Si les immeubles à saisir se trouvent en dehors de l'arrondissement où le commandement sera signifié, un procès-verbal de description pourra être dressé par un huissier du ressort de la situation des biens (C. pr. civ., art. 673, al. 3).
45. 1) La copie de la matrice du rôle de la taxe foncière.
46. 2) L'indication du tribunal compétent devant lequel la saisie sera poursuivie.
47. 3) La constitution d'avocat avec élection de domicile de plein droit chez cet avocat.
Par ailleurs, la loi n° 98-46 du 23 janvier 1998 renforçant la protection des personnes surendettées en cas de saisie immobilière a institué des mentions complémentaires, à peine de nullité, dans le commandement à fin de saisie immobilière :
→ pour tous les commandements :
4) L'indication que la partie saisie a la faculté de demander la conversion de la saisie en vente volontaire dans les conditions prévues à l'article 744 du C. pr. civ.
→ Pour les commandements visant les personnes physiques : le commandement comprend en outre :
5) L'indication que le débiteur en situation de surendettement a la faculté de saisir la commission de surendettement des particuliers instituée par l'article L 311-1 du Code de la consommation ;
6) L'indication que le débiteur peut bénéficier, pour la procédure de saisie, de l'aide juridictionnelle s'il remplit les conditions de ressources prévues par la loi n° 91-647 du 10 juillet 1991 relative à l'aide juridique et le décret n° 91-1266 du 19 décembre 1991 portant application de la loi du 10 juillet 1991 précitée ;
7) L'indication que le montant de la mise à prix du logement principal du débiteur fixé par le poursuivant peut faire l'objet d'un dire de contestation dans les conditions prévues à l'article 690 du C. pr. civ.
48. IMPORTANT : L'absence de l'une ou de plusieurs des énonciations prescrites par l'article 673 du Code de procédure civile entraîne la nullité du commandement. Mais cette nullité ne peut être prononcée que si l'irrégularité a causé un préjudice aux intérêts des parties en cause (C. pr. civ., art. 715 ; Cass. civ., 2e, 26 juillet 1986, Bull. civ. II n° 116 ; 12 décembre 1990, Bull. civ. II n° 267).
Toutefois, l'omission de l'une des trois indications supplémentaires prescrites en faveur du débiteur personne physique est sanctionnée par une nullité absolue, conformément à la volonté du législateur (cf. JOAN 13 mars 1997, p. 1868).
La nullité prononcée faute de désignation suffisante de l'un ou de plusieurs des immeubles compris dans la saisie n'entraîne pas nécessairement la nullité de la poursuite en ce qui concerne les autres immeubles (C. pr. civ., art. 715-2° al).

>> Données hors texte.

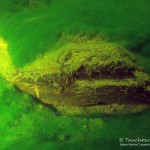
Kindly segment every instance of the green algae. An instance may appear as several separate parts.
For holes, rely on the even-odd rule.
[[[47,52],[32,64],[16,68],[6,79],[62,113],[72,107],[74,114],[114,114],[111,109],[108,111],[114,107],[115,113],[122,114],[119,107],[125,104],[123,108],[126,108],[126,103],[139,103],[134,105],[135,111],[132,105],[128,107],[131,111],[128,113],[148,108],[143,103],[148,102],[150,78],[132,53],[98,36],[76,35],[61,40],[67,42],[59,50],[54,49],[54,53]],[[141,94],[137,94],[139,90]],[[115,103],[119,103],[118,107]]]
[[[144,85],[149,80],[149,76],[137,65],[136,59],[130,52],[121,46],[103,41],[100,37],[88,39],[76,36],[70,38],[59,51],[55,51],[53,54],[51,52],[44,54],[42,58],[20,69],[15,77],[35,83],[41,80],[52,82],[57,87],[62,86],[59,85],[60,82],[63,86],[69,85],[69,82],[78,79],[78,76],[92,78],[95,73],[101,79],[93,82],[93,88],[98,85],[136,87]],[[107,76],[108,79],[105,79]],[[124,79],[121,80],[121,76]],[[81,81],[82,87],[85,84]]]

49.Le commandement valant saisie doit être signifié au débiteur dans les conditions de droit commun (C. pr. civ., art. 673 et NCPC, art. 653 et suiv. ; sur l'irrégularité de la signification du commandement à fin de saisie au domicile du représentant fiscal - CGI art. 223 quinquies A - cf. Cass. civ., 2e, 26 janvier 1994, Bull. civ. II n° 39).
1 L'article 311-2 du Code de l'organisation judiciaire dispose : « Le TGI a compétence exclusive notamment dans les matières suivantes : ....10) saisies immobilières (C. proc. civ., art. 673 et suiv.) ». En matière de saisie immobilière, la compétence est par défaut déterminée par le Code de procédure civile (L 9 juillet 1991, art. 88).